Her phone rang, cutting through the silence that had settled between them. “It’s Declan Brodie, one of the deputies,” she said, frowning, and she checked the time. Definitely not an hour for someone to be calling with good news. “Callie,” she answered, putting it on speaker.
“Someone just called here at the station and asked to speak to you. He says his name is Tucker Langston.”
Nico saw the surprise that skirted across her face and was certain it was on his expression, too. “Tucker Langston,” she repeated. “There’s an APB out on him.”
“There is,” Declan confirmed. “And that’s the reason I’ve put a tracer on his call. I also asked him where he was, but he insisted that he’d only talk to you or Nico Salvetti. I don’t want to give him your number, but I can have the call transferred through dispatch to your phone.”
“Do that,” Callie was quick to say. “I’ll keep him on the line as long as possible,” she added, no doubt so Declan would stand a better chance with the trace.
“Stand by,” Declan instructed.
Callie looked at him, the confusion now replacing the surprise. Nico had to shake his head. He had no idea why Tucker would be calling them, but Nico was damn glad he had.
There was a slight crackling sound on the line, and a moment later, Nico heard the man say, “Is Nico Salvetti with you, Deputy Brandon?”

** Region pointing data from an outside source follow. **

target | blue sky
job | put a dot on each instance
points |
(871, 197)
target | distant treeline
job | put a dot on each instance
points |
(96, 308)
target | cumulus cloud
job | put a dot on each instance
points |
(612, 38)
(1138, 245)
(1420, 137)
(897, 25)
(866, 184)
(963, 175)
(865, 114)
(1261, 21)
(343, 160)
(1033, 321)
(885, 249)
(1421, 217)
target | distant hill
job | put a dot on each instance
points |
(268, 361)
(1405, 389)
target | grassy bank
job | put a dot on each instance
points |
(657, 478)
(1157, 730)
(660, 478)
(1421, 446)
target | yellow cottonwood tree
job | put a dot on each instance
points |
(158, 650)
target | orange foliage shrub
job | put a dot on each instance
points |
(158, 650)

“Who is this?” Callie asked, clearly dodging the question.
“Tucker Langston,” he snapped. “And don’t bother asking me where I am or demanding that I turn myself in like the other cop did. Tracing this call won’t work either because I’m using a burner that I’ll destroy the moment I’m done talking with you.”

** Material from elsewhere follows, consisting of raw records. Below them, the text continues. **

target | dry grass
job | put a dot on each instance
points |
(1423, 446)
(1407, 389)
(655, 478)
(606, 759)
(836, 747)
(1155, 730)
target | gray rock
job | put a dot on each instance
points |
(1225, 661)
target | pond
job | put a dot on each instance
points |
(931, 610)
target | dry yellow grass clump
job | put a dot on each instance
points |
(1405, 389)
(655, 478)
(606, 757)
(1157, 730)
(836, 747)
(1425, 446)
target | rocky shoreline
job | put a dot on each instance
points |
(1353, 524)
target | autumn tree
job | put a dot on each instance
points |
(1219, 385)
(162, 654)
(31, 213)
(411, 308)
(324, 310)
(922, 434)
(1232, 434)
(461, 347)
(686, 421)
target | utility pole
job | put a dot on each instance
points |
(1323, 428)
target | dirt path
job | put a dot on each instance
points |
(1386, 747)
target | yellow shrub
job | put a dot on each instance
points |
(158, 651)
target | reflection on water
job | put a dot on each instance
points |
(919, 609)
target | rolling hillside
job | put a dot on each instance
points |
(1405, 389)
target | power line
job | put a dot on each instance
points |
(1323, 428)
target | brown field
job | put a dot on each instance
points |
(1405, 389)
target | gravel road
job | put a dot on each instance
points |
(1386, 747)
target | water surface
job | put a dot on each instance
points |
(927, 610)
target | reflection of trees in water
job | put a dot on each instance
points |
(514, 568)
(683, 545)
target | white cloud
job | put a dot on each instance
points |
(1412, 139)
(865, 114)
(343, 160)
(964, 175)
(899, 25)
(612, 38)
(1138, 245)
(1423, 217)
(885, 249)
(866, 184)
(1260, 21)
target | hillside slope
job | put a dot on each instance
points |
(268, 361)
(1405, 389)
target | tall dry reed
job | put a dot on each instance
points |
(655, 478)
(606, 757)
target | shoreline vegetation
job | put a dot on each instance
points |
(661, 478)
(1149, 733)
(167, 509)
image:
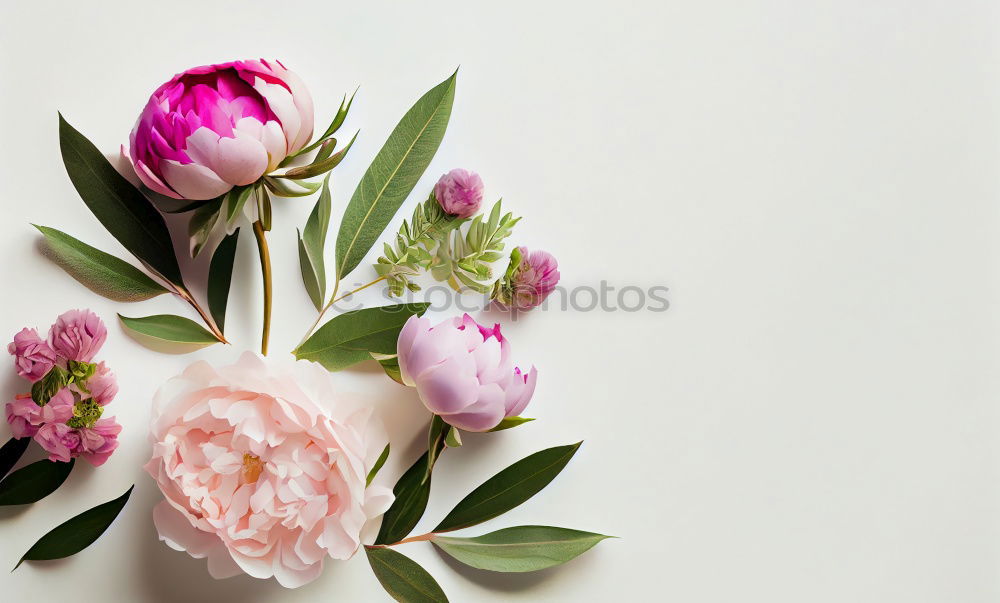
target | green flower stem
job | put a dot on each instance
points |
(265, 268)
(334, 299)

So, the man was taking precautions. And killing. Well, maybe he was.
“This is Nico Salvetti. Did you murder Ted Morrelli?” Nico came out and asked. “And who’s the bald asshole driving your truck who tried to kill Deputy Brandon and me?”

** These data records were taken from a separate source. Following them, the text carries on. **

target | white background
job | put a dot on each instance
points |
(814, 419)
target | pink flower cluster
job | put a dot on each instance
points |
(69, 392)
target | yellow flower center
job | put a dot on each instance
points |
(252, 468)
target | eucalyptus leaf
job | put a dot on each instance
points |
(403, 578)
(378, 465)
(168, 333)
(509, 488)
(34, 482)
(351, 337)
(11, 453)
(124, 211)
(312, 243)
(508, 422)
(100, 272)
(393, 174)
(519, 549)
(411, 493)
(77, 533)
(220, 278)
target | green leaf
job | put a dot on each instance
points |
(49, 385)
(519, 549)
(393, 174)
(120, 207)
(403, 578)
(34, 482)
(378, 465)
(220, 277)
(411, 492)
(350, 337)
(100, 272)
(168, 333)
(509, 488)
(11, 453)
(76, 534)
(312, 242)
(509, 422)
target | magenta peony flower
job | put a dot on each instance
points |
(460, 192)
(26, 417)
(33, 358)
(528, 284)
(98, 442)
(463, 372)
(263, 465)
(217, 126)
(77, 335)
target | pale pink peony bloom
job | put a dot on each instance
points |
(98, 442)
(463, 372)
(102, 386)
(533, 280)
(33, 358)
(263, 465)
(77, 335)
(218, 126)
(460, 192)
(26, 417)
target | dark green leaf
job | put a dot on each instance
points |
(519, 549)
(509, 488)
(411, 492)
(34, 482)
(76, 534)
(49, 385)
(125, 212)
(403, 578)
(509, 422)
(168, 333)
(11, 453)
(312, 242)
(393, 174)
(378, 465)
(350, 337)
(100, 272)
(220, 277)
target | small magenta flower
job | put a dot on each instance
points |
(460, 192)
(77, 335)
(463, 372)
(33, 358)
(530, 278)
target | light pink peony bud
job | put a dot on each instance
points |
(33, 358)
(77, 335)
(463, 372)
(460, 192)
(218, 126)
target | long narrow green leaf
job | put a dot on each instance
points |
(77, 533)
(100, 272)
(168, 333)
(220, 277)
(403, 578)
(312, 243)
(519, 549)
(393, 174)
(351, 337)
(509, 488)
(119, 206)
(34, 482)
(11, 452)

“The bald guy stole my truck. I think he did that to set me up for…some shit.” He stopped, cursed. “I don’t want to get into any of that over the phone. I want us to meet. A truce of sorts.”
“You mean a trap,” Nico responded.
“That’s a risk you’ll have to take if you decide to meet with me. Here’s my bottom line—I want Seth safe, and I’ll do anything to make that happen. Anything . That includes making a deal with the devil himself. And in case you missed that, you’re the devil, Mr. Salvetti. You, too, Deputy Brandon, if you’re helping your former lover. You want to kill my friend for money, and I want the chance to convince you otherwise that it’s something you shouldn’t do.”
Yeah, a trap. Nico couldn’t see another reason for this clown wanting a face to face. But that didn’t mean Nico couldn’t set his own trap.
“When and where do you want this meeting?” Nico asked Tucker.
“I’ll get back to you on that. Give me your number,” Tucker ordered. “I don’t want to call through the cop shop the next time we speak.”
Since his phone couldn’t be traced through the usual channels, Nico rattled off the number.
“I’ll be in touch,” Tucker immediately said a split-second before he ended the call.